Saturday, 7 July 2012

Item 9: Always override hashCode when you override equals


A common source of bugs is the failure to override the hashCode method. You must override hashCode in every class that overrides equals.

Here is the contract, copied from the Object specification [JavaSE6]:

• Whenever it is invoked on the same object more than once during an execution of an application, the hashCode method must consistently return the same integer.

• If two objects are equal according to the equals(Object) method, then calling the hashCode method on each of the two objects must produce the same integer result.

• It is not required that if two objects are unequal according to the equals(Object) method, then calling the hashCode method on each of the two objects must produce distinct integer results.

The key provision that is violated when you fail to override hashCode is the second one: equal objects must have equal hash codes.

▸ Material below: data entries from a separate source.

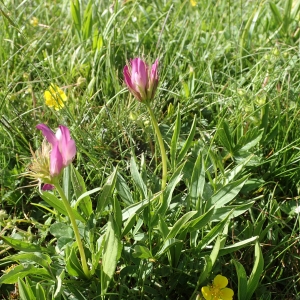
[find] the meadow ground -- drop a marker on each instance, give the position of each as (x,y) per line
(166,193)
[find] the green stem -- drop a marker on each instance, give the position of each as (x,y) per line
(161,146)
(75,228)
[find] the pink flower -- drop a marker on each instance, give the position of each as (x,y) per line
(63,147)
(47,187)
(140,80)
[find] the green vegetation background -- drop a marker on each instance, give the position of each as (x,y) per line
(232,65)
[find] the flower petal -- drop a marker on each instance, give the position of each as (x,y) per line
(206,292)
(67,146)
(131,87)
(47,133)
(220,281)
(227,294)
(56,160)
(47,187)
(139,73)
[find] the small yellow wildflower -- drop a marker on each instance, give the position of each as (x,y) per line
(54,97)
(34,21)
(218,290)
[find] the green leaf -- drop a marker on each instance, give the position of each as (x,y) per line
(75,13)
(59,206)
(40,292)
(187,145)
(215,251)
(276,13)
(237,246)
(142,252)
(176,177)
(233,173)
(228,192)
(206,270)
(197,182)
(249,140)
(224,135)
(256,271)
(59,284)
(40,258)
(163,227)
(211,235)
(166,246)
(174,141)
(221,213)
(88,21)
(107,191)
(84,202)
(61,229)
(179,225)
(242,280)
(23,246)
(137,178)
(199,222)
(287,15)
(73,264)
(111,254)
(123,190)
(25,290)
(137,207)
(20,272)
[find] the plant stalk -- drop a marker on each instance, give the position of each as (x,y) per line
(161,146)
(75,228)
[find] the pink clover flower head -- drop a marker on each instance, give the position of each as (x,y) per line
(47,187)
(141,80)
(63,147)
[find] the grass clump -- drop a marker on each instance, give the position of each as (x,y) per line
(227,111)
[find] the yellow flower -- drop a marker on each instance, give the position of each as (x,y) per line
(54,97)
(34,21)
(218,290)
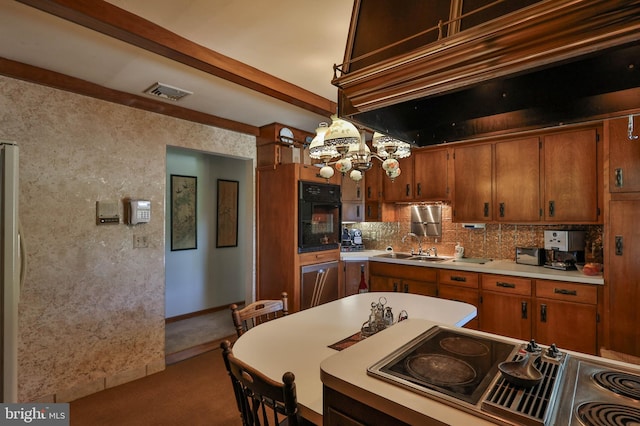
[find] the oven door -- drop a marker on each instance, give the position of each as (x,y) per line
(318,226)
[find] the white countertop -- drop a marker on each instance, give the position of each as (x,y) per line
(300,342)
(346,372)
(502,267)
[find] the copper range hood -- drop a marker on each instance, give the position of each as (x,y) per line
(449,70)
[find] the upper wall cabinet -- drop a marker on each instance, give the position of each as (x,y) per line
(431,174)
(624,155)
(547,179)
(571,184)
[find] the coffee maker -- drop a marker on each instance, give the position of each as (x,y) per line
(563,249)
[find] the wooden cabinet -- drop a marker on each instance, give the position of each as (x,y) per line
(624,156)
(472,187)
(517,181)
(571,177)
(352,199)
(431,174)
(277,260)
(566,314)
(401,188)
(622,272)
(461,286)
(403,278)
(351,275)
(505,306)
(547,179)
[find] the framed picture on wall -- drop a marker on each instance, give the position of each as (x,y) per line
(227,226)
(184,196)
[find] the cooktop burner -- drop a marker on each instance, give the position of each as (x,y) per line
(621,383)
(606,414)
(445,363)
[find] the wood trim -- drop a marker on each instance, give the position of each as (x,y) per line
(110,20)
(56,80)
(198,313)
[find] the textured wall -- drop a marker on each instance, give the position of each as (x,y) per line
(92,307)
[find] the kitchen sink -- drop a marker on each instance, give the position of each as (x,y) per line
(395,255)
(428,258)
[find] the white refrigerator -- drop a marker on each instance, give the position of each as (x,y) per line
(10,259)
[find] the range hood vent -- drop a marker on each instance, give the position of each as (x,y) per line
(484,69)
(167,92)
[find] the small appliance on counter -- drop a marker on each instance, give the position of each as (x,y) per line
(563,249)
(351,240)
(529,256)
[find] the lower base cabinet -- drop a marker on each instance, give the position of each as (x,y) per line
(340,410)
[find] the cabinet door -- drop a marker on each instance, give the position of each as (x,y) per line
(517,181)
(401,188)
(570,177)
(352,276)
(506,314)
(570,326)
(623,270)
(350,190)
(462,294)
(472,183)
(430,174)
(624,156)
(373,183)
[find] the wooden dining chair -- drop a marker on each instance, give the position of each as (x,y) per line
(261,401)
(258,312)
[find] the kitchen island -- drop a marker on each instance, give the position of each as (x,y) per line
(300,342)
(352,396)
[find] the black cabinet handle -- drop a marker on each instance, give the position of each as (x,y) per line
(565,291)
(618,245)
(619,178)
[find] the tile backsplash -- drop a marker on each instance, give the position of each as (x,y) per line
(494,241)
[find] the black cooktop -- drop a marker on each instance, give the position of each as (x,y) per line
(448,361)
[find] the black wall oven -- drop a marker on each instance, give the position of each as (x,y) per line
(319,216)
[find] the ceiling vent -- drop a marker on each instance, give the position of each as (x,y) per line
(167,92)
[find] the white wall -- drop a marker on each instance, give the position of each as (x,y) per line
(208,277)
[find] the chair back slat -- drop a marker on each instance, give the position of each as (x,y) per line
(258,397)
(258,313)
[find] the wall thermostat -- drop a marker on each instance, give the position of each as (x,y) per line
(139,211)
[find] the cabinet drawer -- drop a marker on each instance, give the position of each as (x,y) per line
(459,278)
(570,292)
(319,256)
(506,284)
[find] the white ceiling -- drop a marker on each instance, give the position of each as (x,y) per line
(295,40)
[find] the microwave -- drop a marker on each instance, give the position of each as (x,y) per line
(530,256)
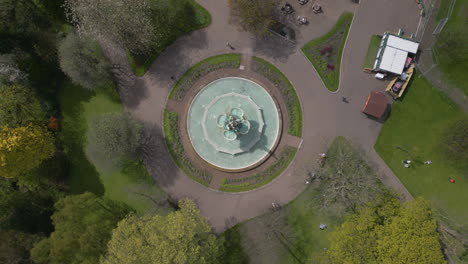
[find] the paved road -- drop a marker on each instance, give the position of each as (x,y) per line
(325,115)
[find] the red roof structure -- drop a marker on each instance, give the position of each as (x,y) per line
(376,104)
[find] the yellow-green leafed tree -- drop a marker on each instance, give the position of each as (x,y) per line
(180,237)
(387,233)
(410,236)
(23,149)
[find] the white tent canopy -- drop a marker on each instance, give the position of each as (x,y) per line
(393,53)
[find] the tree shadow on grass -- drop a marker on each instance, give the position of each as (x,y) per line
(82,174)
(156,155)
(176,60)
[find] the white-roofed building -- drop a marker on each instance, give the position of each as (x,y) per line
(394,52)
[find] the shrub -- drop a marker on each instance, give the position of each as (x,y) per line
(115,136)
(82,59)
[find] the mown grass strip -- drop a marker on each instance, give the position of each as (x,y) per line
(203,19)
(176,149)
(287,90)
(325,52)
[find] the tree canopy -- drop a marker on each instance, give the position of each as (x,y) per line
(83,225)
(15,246)
(388,233)
(19,106)
(115,135)
(255,16)
(346,181)
(82,59)
(129,23)
(23,149)
(9,71)
(24,211)
(180,237)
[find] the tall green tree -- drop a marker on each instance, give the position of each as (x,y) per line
(19,17)
(256,16)
(24,211)
(82,228)
(388,233)
(19,106)
(23,149)
(9,71)
(129,23)
(346,181)
(15,246)
(182,237)
(82,59)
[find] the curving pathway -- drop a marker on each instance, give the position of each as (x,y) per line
(325,115)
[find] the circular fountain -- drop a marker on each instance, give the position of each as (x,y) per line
(233,124)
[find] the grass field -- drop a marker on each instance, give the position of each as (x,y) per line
(176,149)
(414,131)
(131,184)
(201,18)
(291,235)
(450,48)
(325,52)
(372,51)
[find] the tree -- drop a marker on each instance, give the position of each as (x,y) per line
(388,233)
(256,16)
(455,142)
(9,72)
(346,180)
(129,23)
(180,237)
(115,136)
(23,149)
(410,236)
(82,227)
(82,59)
(24,211)
(15,248)
(19,106)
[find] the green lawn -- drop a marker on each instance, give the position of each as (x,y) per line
(287,90)
(414,131)
(451,49)
(443,9)
(176,149)
(292,235)
(303,220)
(132,184)
(372,51)
(234,253)
(201,18)
(325,52)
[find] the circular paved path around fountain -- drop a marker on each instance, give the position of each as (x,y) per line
(325,115)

For example, consider the following simplistic PhoneNumber class, whose equals method is constructed according to the recipe in Item 8, but doesn’t override hashCode method. Suppose you attempt to use this class with a HashMap:

Map<PhoneNumber, String> m
= new HashMap<PhoneNumber, String>();
m.put(new PhoneNumber(707, 867, 5309), "Jenny");

At this point, you might expect m.get(new PhoneNumber(707, 867, 5309)) to return "Jenny", but it returns null. Notice that two PhoneNumber instances are involved: one is used for insertion into the HashMap, and a second, equal, instance is used for (attempted) retrieval. The PhoneNumber class’s failure to override hashCode causes the two equal instances to have unequal hash codes, in violation of the hashCode contract.

Fixing this problem is as simple as providing a proper hashCode method for the PhoneNumber class. So what should a hashCode method look like? It’s trivial to write one that is legal but not good. This one, for example, is always legal but should never be used:

// The worst possible legal hash function - never use!
@Override public int hashCode() { return 42; }

It ensures that every object has the same hash code. Therefore, every object hashes to the same bucket.

Luckily it’s not too difficult to achieve a fair approximation. Here is a simple recipe:

1. Store some constant nonzero value, say, 17, in an int variable called result.

2. For each significant field f in your object (each field taken into account by the equals method, that is), do the following:
a. Compute an int hash code c for the field:
i. If the field is a boolean, compute (f ? 1 : 0).
ii. If the field is a byte, char, short, or int, compute (int) f.
iii. If the field is a long, compute (int) (f ^ (f >>> 32)).
iv. If the field is a float, compute Float.floatToIntBits(f).
v. If the field is a double, compute Double.doubleToLongBits(f), and then hash the resulting long as in step 2.a.iii.
vi. If the field is an object reference and this class’s equals method compares the field by recursively invoking equals, recursively invoke hashCode on the field. If a more complex comparison is required, compute a “canonical representation” for this field and
invoke hashCode on the canonical representation. If the value of the field is null, return 0 (or some other constant, but 0 is traditional).
vii. If the field is an array, treat it as if each element were a separate field. That is, compute a hash code for each significant element by applying these rules recursively, and combine these values per step 2.b. If every element in an array field is significant, you can use one of the Arrays.hashCode methods added in release 1.5.
b. Combine the hash code c computed in step 2.a into result as follows:
result = 31 * result + c;

3. Return result.

4. When you are finished writing the hashCode method, ask yourself whether equal instances have equal hash codes. Write unit tests to verify your intuition! If equal instances have unequal hash codes, figure out why and fix the problem.

The value 17 is arbitrary. The value 31 was chosen because it is an odd prime. If it were even and the multiplication overflowed, information would be lost, as multiplication by 2 is equivalent to shifting. The advantage of using a prime is less clear, but it is traditional. A nice property of 31 is that the multiplication can be replaced by a shift and a subtraction for better performance:
31 * i == (i << 5) - i. Modern VMs do this sort of optimization automatically. Let’s apply the above recipe to the PhoneNumber class. There are three significant fields, all of type short:

@Override public int hashCode() {
int result = 17;
result = 31 * result + areaCode;
result = 31 * result + prefix;
result = 31 * result + lineNumber;
return result;
}

If a class is immutable and the cost of computing the hash code is significant, you might consider caching the hash code in the object rather than recalculating it each time it is requested. You might choose to lazily initialize it the first time hashCode is invoked (Item 71).

// Lazily initialized, cached hashCode
private volatile int hashCode; // (See Item 71)
@Override public int hashCode() {
int result = hashCode;
if (result == 0) {
result = 17;
result = 31 * result + areaCode;
result = 31 * result + prefix;
result = 31 * result + lineNumber;
hashCode = result;
}
return result;
}

Do not be tempted to exclude significant parts of an object from the hash code computation to improve performance.

Reference: Effective Java 2nd Edition by Joshua Bloch